Drug takeback on Sept. 29
RUMFORD -- Officers from the Rumford Police Department will set up at the Rumford Police Department to receive unused, unwanted or expired prescription drugs for safe disposal, no questions asked, from 10 a.m. to 2 p.m. on Saturday, Sept. 29.
If you are not able to bring your prescriptions to turn in at that time we will be able to take them at the Rumford Police Department on weekdays between 8 a.m. and 4 p.m. by placing them into the drug take back container that is set up just outside the police dispatch window.
The Rumford Police Dept is partnering with DEA in this nationwide initiative to properly dispose of these unwanted prescriptions in an attempt to reduce the risk of accidental overdose by small children or others who mistook them for other medications.
Recent studies by the Environmental Protection Agency and others detected pharmaceutical drugs in varying concentrations in our nation’s water supplies, therefore they should not be flushed down the toilet. Only drugs that are so potentially dangerous to people rather than the environment should be flushed. Such drugs will say on their labels if they are flushable.

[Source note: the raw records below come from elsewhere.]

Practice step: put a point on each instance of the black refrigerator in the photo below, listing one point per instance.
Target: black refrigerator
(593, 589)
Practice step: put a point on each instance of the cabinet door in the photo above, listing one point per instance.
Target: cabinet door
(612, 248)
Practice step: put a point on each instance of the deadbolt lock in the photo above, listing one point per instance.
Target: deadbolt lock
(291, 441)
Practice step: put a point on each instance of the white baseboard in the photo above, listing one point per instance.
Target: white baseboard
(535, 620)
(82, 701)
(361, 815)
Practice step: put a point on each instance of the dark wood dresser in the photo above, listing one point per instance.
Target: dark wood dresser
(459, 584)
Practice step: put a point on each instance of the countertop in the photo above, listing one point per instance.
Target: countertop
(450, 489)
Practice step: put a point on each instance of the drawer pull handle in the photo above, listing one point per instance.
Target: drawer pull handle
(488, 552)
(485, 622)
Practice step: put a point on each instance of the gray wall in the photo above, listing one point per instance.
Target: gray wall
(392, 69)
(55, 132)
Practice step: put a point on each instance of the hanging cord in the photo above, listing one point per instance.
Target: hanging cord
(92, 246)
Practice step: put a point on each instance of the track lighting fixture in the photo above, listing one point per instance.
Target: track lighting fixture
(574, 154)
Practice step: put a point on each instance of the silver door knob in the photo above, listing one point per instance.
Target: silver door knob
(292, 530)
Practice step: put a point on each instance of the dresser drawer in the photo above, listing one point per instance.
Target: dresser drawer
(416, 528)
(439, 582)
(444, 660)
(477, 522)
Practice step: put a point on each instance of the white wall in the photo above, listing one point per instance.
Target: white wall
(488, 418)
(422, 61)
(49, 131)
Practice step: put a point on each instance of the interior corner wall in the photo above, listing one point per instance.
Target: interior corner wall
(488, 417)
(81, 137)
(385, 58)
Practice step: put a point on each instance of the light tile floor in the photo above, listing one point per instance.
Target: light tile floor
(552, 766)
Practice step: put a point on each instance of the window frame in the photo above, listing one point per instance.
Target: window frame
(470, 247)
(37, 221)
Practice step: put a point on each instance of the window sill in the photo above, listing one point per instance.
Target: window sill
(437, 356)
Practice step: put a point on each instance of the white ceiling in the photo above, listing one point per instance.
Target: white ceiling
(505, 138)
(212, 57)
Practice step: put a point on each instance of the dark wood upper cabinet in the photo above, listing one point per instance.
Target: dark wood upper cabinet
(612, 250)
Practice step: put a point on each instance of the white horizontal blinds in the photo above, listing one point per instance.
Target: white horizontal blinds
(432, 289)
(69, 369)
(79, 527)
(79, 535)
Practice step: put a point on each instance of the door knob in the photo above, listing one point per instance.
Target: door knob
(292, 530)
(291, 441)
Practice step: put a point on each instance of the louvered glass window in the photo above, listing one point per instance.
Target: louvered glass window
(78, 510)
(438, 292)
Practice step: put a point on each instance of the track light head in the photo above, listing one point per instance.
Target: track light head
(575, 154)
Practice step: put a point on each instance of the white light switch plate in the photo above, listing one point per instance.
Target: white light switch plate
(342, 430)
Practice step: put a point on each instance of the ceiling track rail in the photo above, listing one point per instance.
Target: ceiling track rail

Prescription medications, including those that contain controlled substances, are prescribed to specific people by their doctors. A drug can be helpful to someone with a particular sickness but harmful to others. One drug may interact with another that someone is taking in a way that can seriously harm or kill them. It is also illegal to give a controlled substance to someone else. However, it is legal for you to give your unwanted medications to law enforcement.
The DEA is particularly interested in medications containing controlled substances, but we will accept any medicines brought for disposal. Needles will not be accepted.
They will ask no questions about what you bring for disposal. If you want to protect your privacy, you can empty your bottles (except for liquids) into the bin and take the bottles home with you or you can black out with a marker your personal information on the bottles. We will not be looking at or gathering any personal information.